So the man that people are still calling "the new Steve Jobs" rather than his real name took the stage at one of the most heralded technology events tonight - heralded not because of the glitz and glamor and product announcements but because of the candor and insights you don't get anywhere else.
No one embodies that better than Tim Cook, whose public persona remains something of an enigma. So tonight's event was certainly something to behold. Cook touched on a lot of touchy subjects. For example, he pushed for 'Made in America' manufacturing for Apple products, not-so-subtly slamming the processes that occur overseas as Foxconn.

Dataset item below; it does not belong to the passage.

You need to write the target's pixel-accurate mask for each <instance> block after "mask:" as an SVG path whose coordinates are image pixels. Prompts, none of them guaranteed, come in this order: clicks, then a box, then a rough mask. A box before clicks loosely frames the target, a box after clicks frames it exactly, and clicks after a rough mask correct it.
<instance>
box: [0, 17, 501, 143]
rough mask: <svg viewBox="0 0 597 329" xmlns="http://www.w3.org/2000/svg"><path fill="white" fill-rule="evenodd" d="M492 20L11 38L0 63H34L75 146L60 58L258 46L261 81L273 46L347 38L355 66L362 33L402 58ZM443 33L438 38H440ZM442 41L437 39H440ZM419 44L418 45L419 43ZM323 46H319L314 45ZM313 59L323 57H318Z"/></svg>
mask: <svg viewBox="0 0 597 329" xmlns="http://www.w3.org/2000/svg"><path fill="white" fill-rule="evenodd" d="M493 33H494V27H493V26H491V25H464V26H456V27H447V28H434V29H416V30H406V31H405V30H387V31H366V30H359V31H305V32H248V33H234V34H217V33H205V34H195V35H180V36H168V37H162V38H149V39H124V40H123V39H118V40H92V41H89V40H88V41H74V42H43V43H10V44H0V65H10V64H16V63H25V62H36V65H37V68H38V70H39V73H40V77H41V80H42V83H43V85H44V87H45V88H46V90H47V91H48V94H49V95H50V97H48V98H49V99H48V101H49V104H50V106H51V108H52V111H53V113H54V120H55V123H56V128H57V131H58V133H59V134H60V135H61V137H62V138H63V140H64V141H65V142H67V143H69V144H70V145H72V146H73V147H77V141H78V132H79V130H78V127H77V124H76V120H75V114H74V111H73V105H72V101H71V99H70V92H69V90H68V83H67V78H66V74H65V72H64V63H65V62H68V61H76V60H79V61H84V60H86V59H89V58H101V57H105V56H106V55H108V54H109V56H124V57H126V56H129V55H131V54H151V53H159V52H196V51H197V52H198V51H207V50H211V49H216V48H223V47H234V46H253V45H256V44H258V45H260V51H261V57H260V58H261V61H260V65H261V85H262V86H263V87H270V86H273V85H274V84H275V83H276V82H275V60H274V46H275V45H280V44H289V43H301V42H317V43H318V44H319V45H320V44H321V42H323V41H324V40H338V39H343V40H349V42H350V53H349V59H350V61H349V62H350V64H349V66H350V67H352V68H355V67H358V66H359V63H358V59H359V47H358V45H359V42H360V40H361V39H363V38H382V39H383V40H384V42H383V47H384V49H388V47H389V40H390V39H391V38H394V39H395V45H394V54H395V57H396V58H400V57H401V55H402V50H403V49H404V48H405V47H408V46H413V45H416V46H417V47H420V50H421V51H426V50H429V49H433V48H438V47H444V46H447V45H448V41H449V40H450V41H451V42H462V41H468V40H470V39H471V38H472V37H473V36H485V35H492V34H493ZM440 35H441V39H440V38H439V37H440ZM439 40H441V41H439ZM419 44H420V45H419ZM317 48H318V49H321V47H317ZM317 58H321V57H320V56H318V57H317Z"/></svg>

He also spoke to things that are more central to the Apple ecosystem, such as reaffirming that there will be no future hybrid Apple products, and when it comes to sharing, he said, "In this area I want people to copy us." And yes, he did talk about Steve Jobs as well.
And speaking of Jobs, the way he separated himself most ardently from his predecessor was arguably when the issue of Siri came up. Rather than blast the criticisms, he seemed to quietly agree, noting that improvements were on the way. All in all, it truly opened up a side of Tim Cook that few have gotten to see up to this point, and we hope this is a trend that will continue.
From the outset, people have questioned whether Tim Cook could usher in the same kind of enthusiasm as Steve Jobs, or at least manage to hold the fort down while everyone reels in the loss of the legend. And when we say people, we mean Apple fans, Windows fans, Google fans, Apple employees, and pretty much anyone else who doesn't know the word "apple" as simply a kind of fruit.
And for good reason - Jobs was Apple in a way that no other CEO had ever been identified with a Fortune 500 company. Although Cook took the helm a while ago now, he still feels very mysterious to a lot of outsiders. Exposure at events like this can only be a good thing as long as there are no major flare-ups.